Predicting Stock Returns: Random Walk or Herding Behaviour?
Alessandro Zoino CFA
Mr Zoino graduated from Federico II University of Naples (BSc and MSc in Economics) and gained research experiences at Yonsei School of Business and University of Basel. Mr Zoino is Portfolio Manager and Lead Quant Active Asset Allocation at Deutsche Bank. He is a CFA charterholder and member of the CFA Society Luxembourg
Please cite the paper as:
Alessandro Zoino CFA, (2019), Predicting Stock Returns: Random Walk or Herding Behaviour?, World Economics Association (WEA) Conferences, No. 1 2019, Going Digital, 15th November to 16th December, 2019
Abstract
The analysis is based on Efficient Market Hypothesis and predictability of stock returns. Both concepts will be theoretically showed and demonstrated following the most known asset pricing theories and studying the bid/ask spreads. The 3 Efficient Market Hypotheses will be empirically tested through the Technical Analysis and the Fundamental Analysis. The aim of the model is to highlight the Efficient Market Hypothesis’ limits by instructing several tests related to the irrationality of investors, such as the analysis of the noise trading and the respectively effects on volatility, the empirical test of hedging, arbitrage and speculation concepts, the demonstration of the divergence between behavioural finance and expected returns, to conclude with the comparison between random walk and herding behaviour.

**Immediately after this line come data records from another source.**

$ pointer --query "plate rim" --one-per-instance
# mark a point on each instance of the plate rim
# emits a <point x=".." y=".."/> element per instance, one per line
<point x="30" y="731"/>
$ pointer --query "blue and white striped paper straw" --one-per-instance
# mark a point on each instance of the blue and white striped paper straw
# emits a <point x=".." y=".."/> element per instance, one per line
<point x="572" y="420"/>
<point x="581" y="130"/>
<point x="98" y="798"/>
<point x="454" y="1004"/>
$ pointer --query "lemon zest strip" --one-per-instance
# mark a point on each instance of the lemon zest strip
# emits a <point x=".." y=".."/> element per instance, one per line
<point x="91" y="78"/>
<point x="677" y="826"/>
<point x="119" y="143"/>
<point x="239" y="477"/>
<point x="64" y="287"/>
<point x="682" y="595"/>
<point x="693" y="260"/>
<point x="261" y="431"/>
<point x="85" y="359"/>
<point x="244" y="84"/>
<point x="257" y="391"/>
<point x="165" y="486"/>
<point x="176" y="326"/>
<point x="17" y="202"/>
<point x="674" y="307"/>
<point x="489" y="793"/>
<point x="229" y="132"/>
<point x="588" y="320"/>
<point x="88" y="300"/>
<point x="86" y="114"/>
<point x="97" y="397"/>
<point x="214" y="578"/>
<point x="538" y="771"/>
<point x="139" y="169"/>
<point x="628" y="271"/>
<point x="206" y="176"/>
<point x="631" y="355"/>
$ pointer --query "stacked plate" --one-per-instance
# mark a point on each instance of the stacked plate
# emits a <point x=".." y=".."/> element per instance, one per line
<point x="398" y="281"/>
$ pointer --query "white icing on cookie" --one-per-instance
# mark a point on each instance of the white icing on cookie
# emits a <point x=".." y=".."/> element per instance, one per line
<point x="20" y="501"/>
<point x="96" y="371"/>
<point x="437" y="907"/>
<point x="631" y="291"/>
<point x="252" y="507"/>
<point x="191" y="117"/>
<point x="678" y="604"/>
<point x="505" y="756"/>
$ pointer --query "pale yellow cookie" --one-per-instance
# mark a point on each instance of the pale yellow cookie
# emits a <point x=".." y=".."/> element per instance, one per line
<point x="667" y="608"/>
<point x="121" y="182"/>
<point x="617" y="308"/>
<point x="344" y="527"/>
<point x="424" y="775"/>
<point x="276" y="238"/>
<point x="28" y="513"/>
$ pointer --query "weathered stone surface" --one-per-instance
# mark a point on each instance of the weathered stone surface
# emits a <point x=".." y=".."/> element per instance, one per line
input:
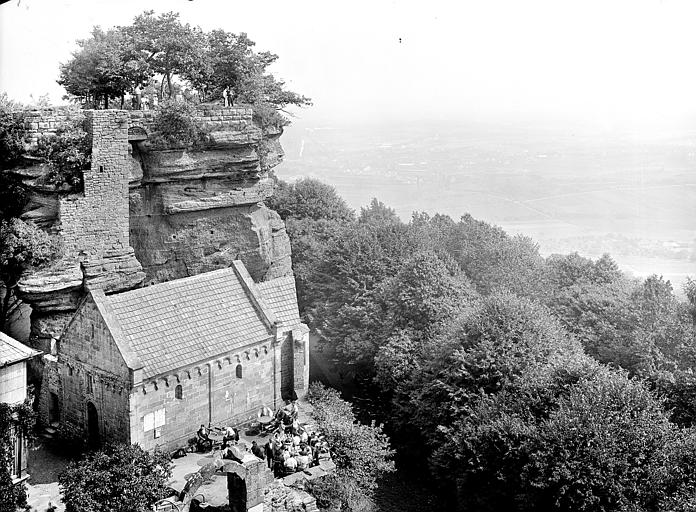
<point x="190" y="210"/>
<point x="192" y="242"/>
<point x="171" y="165"/>
<point x="43" y="210"/>
<point x="114" y="271"/>
<point x="54" y="289"/>
<point x="206" y="194"/>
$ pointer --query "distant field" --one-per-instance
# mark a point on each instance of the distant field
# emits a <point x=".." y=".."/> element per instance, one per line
<point x="559" y="186"/>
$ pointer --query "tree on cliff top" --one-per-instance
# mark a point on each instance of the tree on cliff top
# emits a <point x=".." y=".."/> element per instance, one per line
<point x="106" y="66"/>
<point x="114" y="62"/>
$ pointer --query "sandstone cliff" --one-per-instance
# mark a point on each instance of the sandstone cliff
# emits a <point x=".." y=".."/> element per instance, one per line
<point x="152" y="211"/>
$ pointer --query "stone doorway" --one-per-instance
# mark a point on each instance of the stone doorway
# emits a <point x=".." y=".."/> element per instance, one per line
<point x="287" y="370"/>
<point x="53" y="409"/>
<point x="93" y="437"/>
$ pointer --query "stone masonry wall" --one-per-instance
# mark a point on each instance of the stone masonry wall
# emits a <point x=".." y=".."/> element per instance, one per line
<point x="232" y="400"/>
<point x="97" y="221"/>
<point x="45" y="122"/>
<point x="92" y="370"/>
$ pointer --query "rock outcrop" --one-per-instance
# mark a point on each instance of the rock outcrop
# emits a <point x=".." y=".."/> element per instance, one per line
<point x="197" y="209"/>
<point x="152" y="211"/>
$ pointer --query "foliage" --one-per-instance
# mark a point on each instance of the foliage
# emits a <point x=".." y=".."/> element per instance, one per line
<point x="12" y="135"/>
<point x="106" y="66"/>
<point x="601" y="448"/>
<point x="117" y="61"/>
<point x="338" y="492"/>
<point x="14" y="419"/>
<point x="309" y="198"/>
<point x="174" y="124"/>
<point x="480" y="349"/>
<point x="169" y="47"/>
<point x="13" y="196"/>
<point x="361" y="452"/>
<point x="22" y="246"/>
<point x="229" y="62"/>
<point x="68" y="153"/>
<point x="118" y="478"/>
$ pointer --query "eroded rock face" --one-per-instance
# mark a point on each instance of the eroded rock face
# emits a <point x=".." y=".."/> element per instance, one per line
<point x="194" y="210"/>
<point x="152" y="212"/>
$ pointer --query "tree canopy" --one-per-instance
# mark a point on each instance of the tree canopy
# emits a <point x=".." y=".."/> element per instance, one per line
<point x="518" y="382"/>
<point x="117" y="61"/>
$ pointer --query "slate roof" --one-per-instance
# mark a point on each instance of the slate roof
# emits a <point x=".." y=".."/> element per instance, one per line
<point x="163" y="327"/>
<point x="281" y="297"/>
<point x="12" y="351"/>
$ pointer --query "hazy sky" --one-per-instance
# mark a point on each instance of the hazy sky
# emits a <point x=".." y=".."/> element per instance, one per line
<point x="603" y="60"/>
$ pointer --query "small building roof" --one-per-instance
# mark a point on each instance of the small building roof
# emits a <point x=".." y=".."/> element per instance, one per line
<point x="12" y="351"/>
<point x="166" y="326"/>
<point x="281" y="297"/>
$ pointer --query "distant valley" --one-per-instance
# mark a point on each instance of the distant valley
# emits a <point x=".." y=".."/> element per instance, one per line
<point x="570" y="189"/>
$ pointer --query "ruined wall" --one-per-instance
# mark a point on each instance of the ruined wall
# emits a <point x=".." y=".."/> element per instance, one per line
<point x="186" y="211"/>
<point x="92" y="227"/>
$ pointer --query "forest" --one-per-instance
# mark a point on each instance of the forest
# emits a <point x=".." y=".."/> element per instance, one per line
<point x="515" y="382"/>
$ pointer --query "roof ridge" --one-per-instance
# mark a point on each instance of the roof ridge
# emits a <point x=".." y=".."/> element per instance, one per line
<point x="27" y="351"/>
<point x="251" y="289"/>
<point x="130" y="357"/>
<point x="145" y="290"/>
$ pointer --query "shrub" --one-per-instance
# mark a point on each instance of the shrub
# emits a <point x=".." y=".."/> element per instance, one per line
<point x="20" y="418"/>
<point x="361" y="452"/>
<point x="175" y="125"/>
<point x="68" y="153"/>
<point x="118" y="478"/>
<point x="12" y="136"/>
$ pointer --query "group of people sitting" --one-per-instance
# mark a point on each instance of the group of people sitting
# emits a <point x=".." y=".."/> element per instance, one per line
<point x="204" y="443"/>
<point x="293" y="449"/>
<point x="290" y="448"/>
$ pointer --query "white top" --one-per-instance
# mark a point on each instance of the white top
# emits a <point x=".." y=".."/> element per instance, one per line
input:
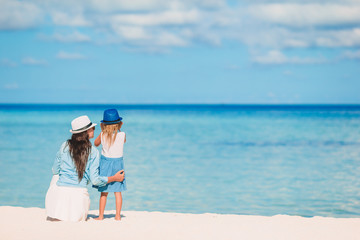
<point x="117" y="148"/>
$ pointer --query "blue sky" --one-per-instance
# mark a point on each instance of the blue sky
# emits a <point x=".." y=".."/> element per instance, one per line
<point x="165" y="51"/>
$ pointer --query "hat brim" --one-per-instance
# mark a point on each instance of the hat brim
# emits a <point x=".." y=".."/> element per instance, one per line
<point x="83" y="130"/>
<point x="111" y="122"/>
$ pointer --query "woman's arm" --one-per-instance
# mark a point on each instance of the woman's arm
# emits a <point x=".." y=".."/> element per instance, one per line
<point x="97" y="141"/>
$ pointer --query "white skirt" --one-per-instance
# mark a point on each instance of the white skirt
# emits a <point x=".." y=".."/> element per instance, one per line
<point x="66" y="203"/>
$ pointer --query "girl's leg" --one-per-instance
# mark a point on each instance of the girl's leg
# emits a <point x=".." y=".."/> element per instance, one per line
<point x="118" y="200"/>
<point x="102" y="205"/>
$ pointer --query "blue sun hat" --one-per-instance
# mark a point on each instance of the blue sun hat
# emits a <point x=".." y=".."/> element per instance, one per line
<point x="111" y="116"/>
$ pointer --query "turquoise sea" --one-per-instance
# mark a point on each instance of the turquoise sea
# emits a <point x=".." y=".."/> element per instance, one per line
<point x="239" y="159"/>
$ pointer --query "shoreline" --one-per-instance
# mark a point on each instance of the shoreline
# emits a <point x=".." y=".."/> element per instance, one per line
<point x="30" y="223"/>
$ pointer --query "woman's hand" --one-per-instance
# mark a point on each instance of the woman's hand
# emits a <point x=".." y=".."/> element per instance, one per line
<point x="118" y="177"/>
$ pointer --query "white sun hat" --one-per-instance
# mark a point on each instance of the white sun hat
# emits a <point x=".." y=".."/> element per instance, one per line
<point x="81" y="124"/>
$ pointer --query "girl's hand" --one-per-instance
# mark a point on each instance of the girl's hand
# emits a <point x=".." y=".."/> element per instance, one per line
<point x="119" y="176"/>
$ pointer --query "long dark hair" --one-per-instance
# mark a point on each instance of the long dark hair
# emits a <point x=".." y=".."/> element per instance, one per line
<point x="80" y="148"/>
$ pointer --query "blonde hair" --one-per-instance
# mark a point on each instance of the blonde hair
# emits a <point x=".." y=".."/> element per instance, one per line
<point x="110" y="131"/>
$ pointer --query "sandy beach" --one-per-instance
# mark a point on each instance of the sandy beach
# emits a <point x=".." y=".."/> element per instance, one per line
<point x="30" y="223"/>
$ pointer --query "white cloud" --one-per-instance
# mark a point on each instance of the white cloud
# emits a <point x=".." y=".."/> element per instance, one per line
<point x="154" y="24"/>
<point x="70" y="56"/>
<point x="67" y="38"/>
<point x="7" y="63"/>
<point x="277" y="57"/>
<point x="155" y="19"/>
<point x="32" y="61"/>
<point x="19" y="15"/>
<point x="69" y="19"/>
<point x="300" y="15"/>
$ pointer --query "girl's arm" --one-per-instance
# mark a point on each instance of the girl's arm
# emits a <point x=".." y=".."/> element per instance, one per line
<point x="100" y="180"/>
<point x="97" y="141"/>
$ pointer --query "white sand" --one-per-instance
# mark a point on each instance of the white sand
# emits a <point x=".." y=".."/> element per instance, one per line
<point x="30" y="223"/>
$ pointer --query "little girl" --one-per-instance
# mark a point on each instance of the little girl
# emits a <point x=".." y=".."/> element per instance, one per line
<point x="111" y="161"/>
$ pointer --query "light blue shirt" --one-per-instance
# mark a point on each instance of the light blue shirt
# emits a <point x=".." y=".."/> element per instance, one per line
<point x="64" y="166"/>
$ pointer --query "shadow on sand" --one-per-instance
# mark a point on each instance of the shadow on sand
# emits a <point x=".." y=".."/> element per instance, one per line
<point x="106" y="216"/>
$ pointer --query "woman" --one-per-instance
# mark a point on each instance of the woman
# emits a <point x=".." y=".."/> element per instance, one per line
<point x="76" y="164"/>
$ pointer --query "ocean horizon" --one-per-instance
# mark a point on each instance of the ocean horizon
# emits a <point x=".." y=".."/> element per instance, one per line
<point x="252" y="159"/>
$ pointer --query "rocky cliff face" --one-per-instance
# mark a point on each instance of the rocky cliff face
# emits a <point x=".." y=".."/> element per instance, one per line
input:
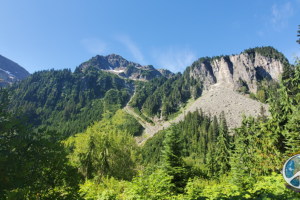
<point x="11" y="72"/>
<point x="236" y="68"/>
<point x="116" y="64"/>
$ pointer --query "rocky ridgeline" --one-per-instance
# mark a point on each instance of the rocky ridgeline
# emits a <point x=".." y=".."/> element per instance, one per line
<point x="116" y="64"/>
<point x="234" y="68"/>
<point x="220" y="97"/>
<point x="11" y="72"/>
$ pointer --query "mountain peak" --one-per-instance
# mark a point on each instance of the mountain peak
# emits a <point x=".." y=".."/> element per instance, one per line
<point x="118" y="65"/>
<point x="11" y="72"/>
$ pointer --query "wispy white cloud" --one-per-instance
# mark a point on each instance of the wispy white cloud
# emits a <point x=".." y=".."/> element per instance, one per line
<point x="280" y="15"/>
<point x="260" y="33"/>
<point x="132" y="48"/>
<point x="94" y="46"/>
<point x="174" y="59"/>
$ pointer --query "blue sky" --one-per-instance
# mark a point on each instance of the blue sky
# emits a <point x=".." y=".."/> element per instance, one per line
<point x="167" y="34"/>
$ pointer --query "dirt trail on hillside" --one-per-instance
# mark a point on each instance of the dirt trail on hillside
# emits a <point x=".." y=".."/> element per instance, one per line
<point x="218" y="98"/>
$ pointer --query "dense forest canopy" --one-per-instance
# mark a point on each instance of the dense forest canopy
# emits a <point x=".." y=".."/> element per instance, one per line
<point x="94" y="155"/>
<point x="69" y="102"/>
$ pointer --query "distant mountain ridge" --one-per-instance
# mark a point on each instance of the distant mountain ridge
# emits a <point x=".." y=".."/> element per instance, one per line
<point x="11" y="72"/>
<point x="244" y="69"/>
<point x="116" y="64"/>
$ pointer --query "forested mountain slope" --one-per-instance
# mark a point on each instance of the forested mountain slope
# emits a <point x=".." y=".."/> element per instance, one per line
<point x="243" y="73"/>
<point x="69" y="102"/>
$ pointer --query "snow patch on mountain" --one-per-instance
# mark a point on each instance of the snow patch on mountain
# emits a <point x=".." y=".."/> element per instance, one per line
<point x="8" y="72"/>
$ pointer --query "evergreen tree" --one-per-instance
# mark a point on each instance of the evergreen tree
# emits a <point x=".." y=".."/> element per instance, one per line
<point x="298" y="35"/>
<point x="223" y="152"/>
<point x="223" y="121"/>
<point x="261" y="116"/>
<point x="211" y="165"/>
<point x="172" y="158"/>
<point x="215" y="129"/>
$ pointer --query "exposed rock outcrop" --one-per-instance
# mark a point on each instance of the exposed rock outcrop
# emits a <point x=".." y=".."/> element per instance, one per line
<point x="11" y="72"/>
<point x="116" y="64"/>
<point x="236" y="68"/>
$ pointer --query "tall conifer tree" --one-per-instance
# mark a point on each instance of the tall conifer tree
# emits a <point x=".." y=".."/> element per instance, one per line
<point x="172" y="158"/>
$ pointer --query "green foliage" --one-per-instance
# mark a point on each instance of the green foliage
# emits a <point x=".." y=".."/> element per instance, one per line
<point x="104" y="150"/>
<point x="252" y="96"/>
<point x="164" y="97"/>
<point x="261" y="96"/>
<point x="32" y="164"/>
<point x="298" y="35"/>
<point x="158" y="185"/>
<point x="68" y="102"/>
<point x="268" y="51"/>
<point x="172" y="163"/>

The test is meaningful, but, even the theories tested herein are all “proved” or “falsified”, none of them is appropriate. How does stock market run? We need a comprehensive framework theory to clarify everything mentioned in the paper, which lead to an all-in-one economics-Algorithmic Economics. Economics have wandered for too long times, and should not go in old ways any more! Economists should not flatter the literature traditions any longer while reiterating “critics”, and should not suspect and reject new things while reiterating “innovation”!